Onun göğsündeyken başımı kaldırıp yüzüne baktığımda yutkunduğunu gördüm. Nedendir bilmiyorum ama bir şeyler onu rahatsız etmiş gibi hemen benden uzaklaşmıştı. Kaçarcasına hızlı adımlarla kapıya doğru yürüyünce aceleyle yolunu kestim. “Al.” Elimdeki kristal yıldızı ona uzattım.

Avucumun içini dolduran yıldıza tuhaf bakışlar atıyordu. “Bu ne?”

“Yıldız.”

Bezmiş bir ifadeyle göz devirdi. “O kadarını anlıyorum ama bunu neden bana veriyorsun?”

“Benimle ilgilendiğin için küçük bir hediye,” diyerek ona gülümsedim. “Yıldızlar kaydığında insanlar gerçekleşsin diye dilek tutarlar. Senin için kendi gökyüzümden bir yıldız kopardım. Bir dilek dilersen belki gerçekleşir.”
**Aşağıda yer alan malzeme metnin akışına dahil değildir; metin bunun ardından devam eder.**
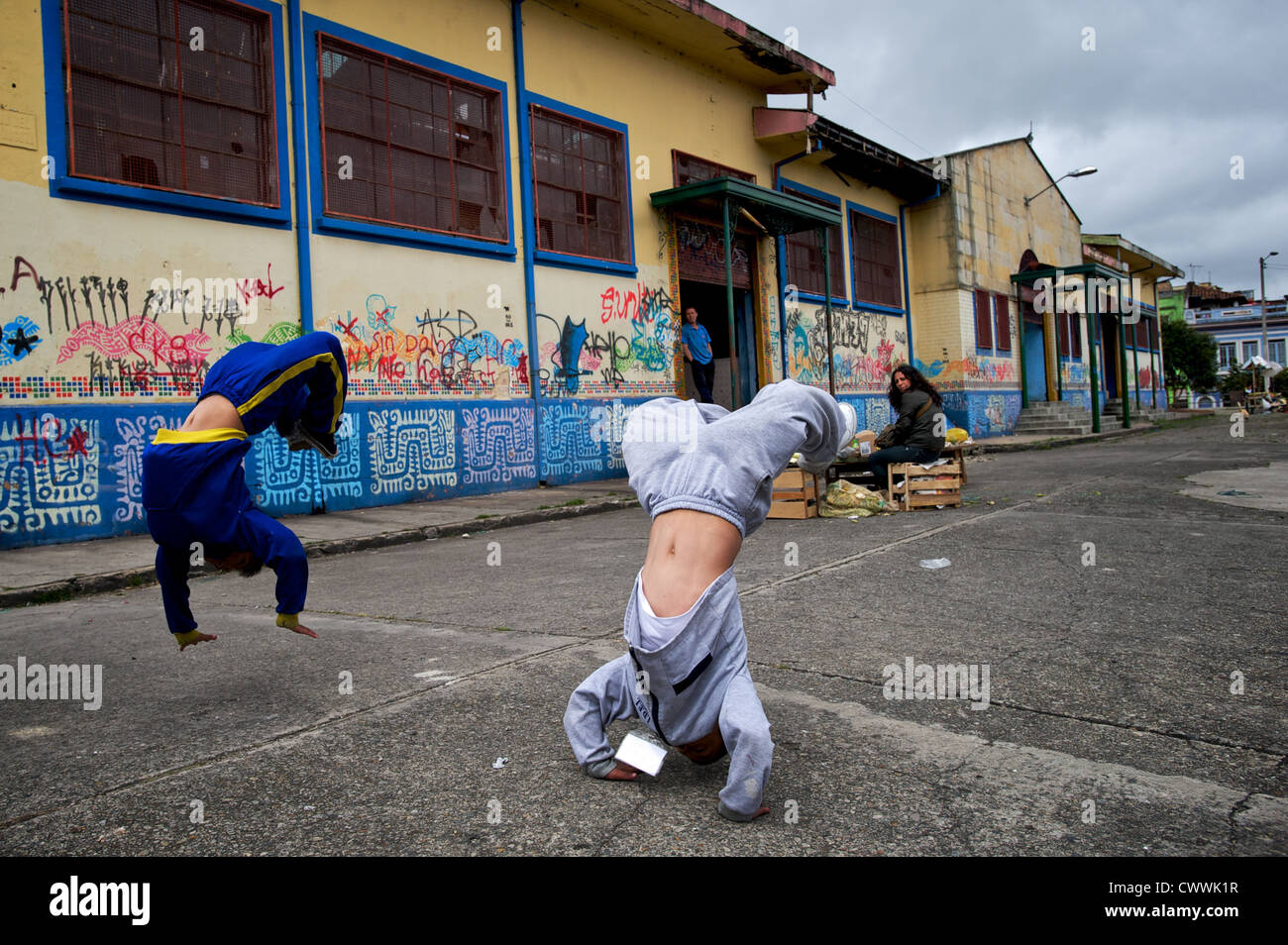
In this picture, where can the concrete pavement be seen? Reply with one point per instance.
(1134, 704)
(55, 572)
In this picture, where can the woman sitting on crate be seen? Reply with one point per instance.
(917, 435)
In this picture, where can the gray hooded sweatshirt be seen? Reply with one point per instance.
(682, 691)
(683, 455)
Arkaya doğru bir adım atarak yıldızı almaya yanaşmamıştı. “Böyle şeylere inanmam.”

Suratım asıldı. “Ama senin için kopardım.”

Asılan suratımı görünce nefesini sertçe vermişti. Onu zorladığım şey için kızgın gözlerle bana bakıyordu. “Tamam!” Bir an önce buradan çıkmak istediği için, “Ver şunu,” diyerek yıldızı almıştı.

Kapıyı açtığında dışarı çıkmak yerine durdu ama bana doğru dönmedi. “Bir dahaki sefere tanımadığın insanlarla konuşma veya onları odana getirme.” Sıkıntılı bir sesle beni uyardı. “Gerçek hayat odandaki küçük dünyana benzemeyecek kadar karanlık. Gökyüzündeki yıldızlarını bir tek kendi dileklerin için kopar,” dedikten sonra gitti. Eğer biraz daha kalsaydı ona hiç dileğim olmadığını söyleyebilirdim.

Dilekler bu dünyada beklentileri olan insanlar içindi.

Oysaki ben sıfır beklentiyle doğmuştum.